THE STRAITS TIMES: OWNER OF 'HUMAN ZOO' ON TRIAL IN THAILAND

November 20, 1998

LONDON -- The owner of a "human-zoo" camp in Thailand, where 21 children from a long-necked Myanmar hill tribe were kept on show for tourists, is facing charges after a government inquiry led to its closure. In court in Fang, near the Myanmar border, were Thana Nakluang, the camp owner, and Rakkiat Sri Siriwilai, its manager. Both deny depriving people of their liberty and that the detentions caused death. They face prison terms of three to 20 years. Last November, The Times of London published a report exposing the "human-zoo" camp in Ban San Thon Du, near Thaton.

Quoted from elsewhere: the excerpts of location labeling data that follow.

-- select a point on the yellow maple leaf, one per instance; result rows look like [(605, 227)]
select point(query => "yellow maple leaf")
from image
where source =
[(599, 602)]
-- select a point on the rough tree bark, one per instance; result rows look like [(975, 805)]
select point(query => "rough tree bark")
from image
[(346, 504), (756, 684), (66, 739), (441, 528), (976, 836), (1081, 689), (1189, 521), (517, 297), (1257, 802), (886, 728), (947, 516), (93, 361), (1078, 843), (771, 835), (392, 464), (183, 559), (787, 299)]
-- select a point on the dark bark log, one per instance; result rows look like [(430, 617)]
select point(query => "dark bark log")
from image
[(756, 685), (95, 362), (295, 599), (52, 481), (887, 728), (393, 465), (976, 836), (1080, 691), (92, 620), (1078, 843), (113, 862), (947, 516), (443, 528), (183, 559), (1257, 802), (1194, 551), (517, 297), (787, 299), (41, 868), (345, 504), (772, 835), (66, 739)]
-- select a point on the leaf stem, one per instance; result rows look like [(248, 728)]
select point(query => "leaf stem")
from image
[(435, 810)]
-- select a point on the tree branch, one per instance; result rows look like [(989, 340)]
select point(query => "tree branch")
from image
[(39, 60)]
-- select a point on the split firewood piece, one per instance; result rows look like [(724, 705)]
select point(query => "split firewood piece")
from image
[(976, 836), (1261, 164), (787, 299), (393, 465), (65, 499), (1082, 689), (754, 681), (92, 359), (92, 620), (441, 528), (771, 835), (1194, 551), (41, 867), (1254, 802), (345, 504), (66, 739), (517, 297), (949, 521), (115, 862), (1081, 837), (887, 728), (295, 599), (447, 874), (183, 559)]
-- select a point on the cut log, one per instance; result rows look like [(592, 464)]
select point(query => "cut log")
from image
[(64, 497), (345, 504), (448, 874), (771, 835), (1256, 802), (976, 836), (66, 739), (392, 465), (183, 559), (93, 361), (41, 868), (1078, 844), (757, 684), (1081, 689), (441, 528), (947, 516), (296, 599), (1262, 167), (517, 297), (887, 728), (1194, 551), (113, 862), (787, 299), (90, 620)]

The report led to an inquiry by Ms Ladawan Wongsriwong, the Minister in the Office of Prime Minister Chuan Leekpai. After receiving evidence gathered by Mr Andrew Drummond, a correspondent for The Times, and Ms Sudarat Sereewat, Secretary-General of the Coalition to Fight Against Child Exploitation, Ms Ladawan went to see the camp's conditions for herself. After her visit, the Interior Minister ordered its closure.

Ms Sudarat told the court how she travelled with Mr Drummond and officials to Ban San Thon Du after they had heard pleas for help from Padaung families inside. The pleas were recorded on tape and smuggled out through tourists. "When they saw us they rushed to the gates," Ms Sudarat said. They learnt that a woman had died in the camp. "I spoke to the woman's husband, who said she had died of a broken heart."